Investigation on the conformational changes of bovine serum albumin in a wide pH range from 2 to 12

The conformation of bovine serum albumin largely depends on its microenvironment pH and affects its physical functions and applications. In this study, we investigated the effects of pH (wide range 2–12) on the conformation of bovine serum albumin based on spectroscopic signals by various spectroscopic means including fluorescence, synchronous fluorescence, resonance light scattering, UV-visible absorption, and circular dichroism. The changes in spectroscopic signals, such as peak position and intensity, showed that the structure of bovine serum albumin varied significantly with pH. The conformation of bovine serum albumin was compact at pH 6–7, as indicated by the largest peak position values and peak intensities in the fluorescence, synchronous fluorescence, and RLS spectra.

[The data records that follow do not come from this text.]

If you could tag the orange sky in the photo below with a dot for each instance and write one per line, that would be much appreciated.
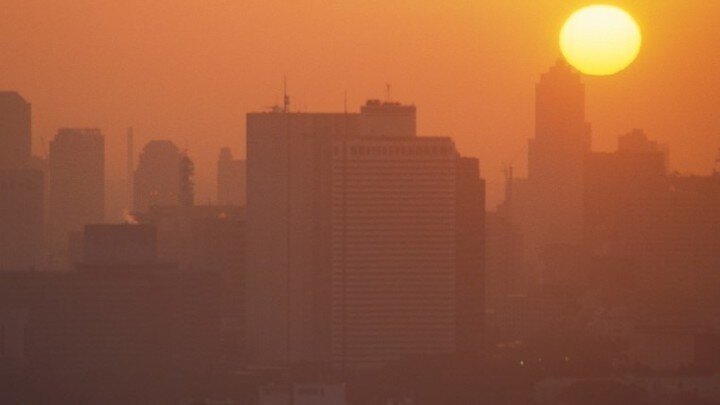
(189, 70)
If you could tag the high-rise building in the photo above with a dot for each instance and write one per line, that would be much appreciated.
(163, 177)
(352, 238)
(77, 184)
(556, 156)
(547, 206)
(21, 216)
(230, 179)
(407, 247)
(15, 131)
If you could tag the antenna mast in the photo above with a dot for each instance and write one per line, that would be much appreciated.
(286, 98)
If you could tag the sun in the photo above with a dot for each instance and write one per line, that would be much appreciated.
(600, 40)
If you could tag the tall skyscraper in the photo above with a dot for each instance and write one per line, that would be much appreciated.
(21, 215)
(163, 177)
(547, 206)
(15, 131)
(353, 239)
(21, 188)
(77, 184)
(230, 179)
(556, 156)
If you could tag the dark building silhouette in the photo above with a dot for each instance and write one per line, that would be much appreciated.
(77, 185)
(230, 179)
(352, 236)
(163, 177)
(22, 188)
(15, 131)
(547, 207)
(21, 215)
(124, 327)
(208, 239)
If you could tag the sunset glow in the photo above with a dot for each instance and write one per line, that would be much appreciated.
(600, 40)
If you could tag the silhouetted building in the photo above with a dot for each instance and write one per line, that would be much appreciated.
(122, 245)
(15, 131)
(77, 185)
(353, 236)
(547, 207)
(387, 120)
(230, 179)
(123, 318)
(209, 239)
(21, 216)
(163, 177)
(407, 244)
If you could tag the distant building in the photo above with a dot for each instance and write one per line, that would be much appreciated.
(15, 131)
(122, 312)
(209, 239)
(230, 179)
(163, 177)
(357, 228)
(21, 216)
(303, 394)
(547, 206)
(119, 245)
(77, 185)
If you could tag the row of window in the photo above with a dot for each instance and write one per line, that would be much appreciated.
(394, 150)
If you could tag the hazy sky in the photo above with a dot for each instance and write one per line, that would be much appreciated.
(189, 70)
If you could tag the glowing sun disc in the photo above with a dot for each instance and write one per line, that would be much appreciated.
(600, 40)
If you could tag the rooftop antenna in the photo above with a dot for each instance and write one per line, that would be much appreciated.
(130, 164)
(286, 98)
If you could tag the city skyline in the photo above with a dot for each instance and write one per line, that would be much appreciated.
(469, 82)
(333, 203)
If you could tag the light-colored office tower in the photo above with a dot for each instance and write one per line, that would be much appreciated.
(340, 243)
(393, 249)
(15, 131)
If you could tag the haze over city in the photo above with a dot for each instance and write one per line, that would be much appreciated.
(188, 71)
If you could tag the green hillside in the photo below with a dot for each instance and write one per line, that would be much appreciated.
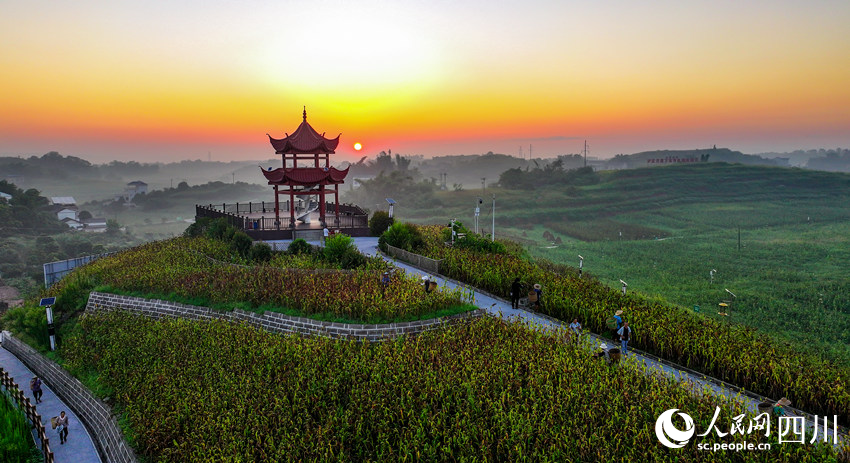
(662, 230)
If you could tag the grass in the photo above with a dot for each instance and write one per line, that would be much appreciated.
(789, 274)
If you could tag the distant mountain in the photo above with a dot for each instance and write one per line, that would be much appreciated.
(668, 157)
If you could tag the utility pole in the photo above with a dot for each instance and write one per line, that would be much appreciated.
(493, 235)
(585, 153)
(739, 238)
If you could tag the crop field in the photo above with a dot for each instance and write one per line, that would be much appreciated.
(16, 442)
(205, 269)
(737, 354)
(482, 391)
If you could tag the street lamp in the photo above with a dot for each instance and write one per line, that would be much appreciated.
(477, 213)
(391, 202)
(493, 235)
(47, 303)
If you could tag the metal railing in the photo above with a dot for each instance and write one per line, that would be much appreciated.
(350, 215)
(29, 410)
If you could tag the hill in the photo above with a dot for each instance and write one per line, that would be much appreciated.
(777, 238)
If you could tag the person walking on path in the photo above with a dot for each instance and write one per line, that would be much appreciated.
(35, 387)
(516, 290)
(62, 427)
(625, 335)
(575, 326)
(385, 281)
(539, 290)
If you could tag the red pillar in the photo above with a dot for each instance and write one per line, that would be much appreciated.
(322, 206)
(276, 209)
(291, 207)
(336, 204)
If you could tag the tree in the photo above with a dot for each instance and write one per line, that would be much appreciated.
(112, 226)
(379, 223)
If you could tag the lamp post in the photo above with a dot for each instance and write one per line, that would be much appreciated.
(47, 303)
(477, 213)
(493, 235)
(391, 202)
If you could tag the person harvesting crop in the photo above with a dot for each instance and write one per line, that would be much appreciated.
(625, 334)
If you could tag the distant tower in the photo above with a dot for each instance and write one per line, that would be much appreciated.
(316, 178)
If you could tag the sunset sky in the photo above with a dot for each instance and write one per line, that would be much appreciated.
(161, 81)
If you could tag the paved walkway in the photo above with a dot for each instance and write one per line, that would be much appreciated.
(79, 448)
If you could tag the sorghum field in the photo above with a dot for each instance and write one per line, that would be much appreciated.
(482, 391)
(207, 269)
(737, 354)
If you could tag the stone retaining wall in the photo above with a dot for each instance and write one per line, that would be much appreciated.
(95, 415)
(431, 265)
(271, 321)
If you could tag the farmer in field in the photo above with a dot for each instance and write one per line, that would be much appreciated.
(35, 387)
(625, 334)
(385, 281)
(516, 290)
(539, 291)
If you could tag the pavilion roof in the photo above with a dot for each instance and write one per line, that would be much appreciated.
(305, 175)
(305, 140)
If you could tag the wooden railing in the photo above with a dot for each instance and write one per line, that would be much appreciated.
(29, 410)
(350, 215)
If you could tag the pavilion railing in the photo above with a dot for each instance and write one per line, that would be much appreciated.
(350, 215)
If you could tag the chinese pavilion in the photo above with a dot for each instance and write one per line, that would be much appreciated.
(314, 176)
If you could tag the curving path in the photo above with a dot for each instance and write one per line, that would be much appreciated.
(79, 448)
(500, 307)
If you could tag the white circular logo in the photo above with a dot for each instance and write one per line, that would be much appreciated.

The structure of bovine serum albumin became loose in the acidic or alkaline environment, as indicated by the decreased peak position values and peak intensities. The microenvironment of the amino acid residues of bovine serum albumin also varied with pH, as indicated by the changing peak position values. At pH 7, the hydrophobicity of the tyrosine and tryptophan residues was the weakest, as indicated by the minimum synchronous fluorescence signals. In addition, the secondary structure of bovine serum albumin, especially α-helix, varied with pH. The content of α-helix reached the maximum value of 68% at pH 6–8, whereas it decreased in the acidic or alkaline environment. The study provides valuable details for studying the physiological function and applications of serum albumins.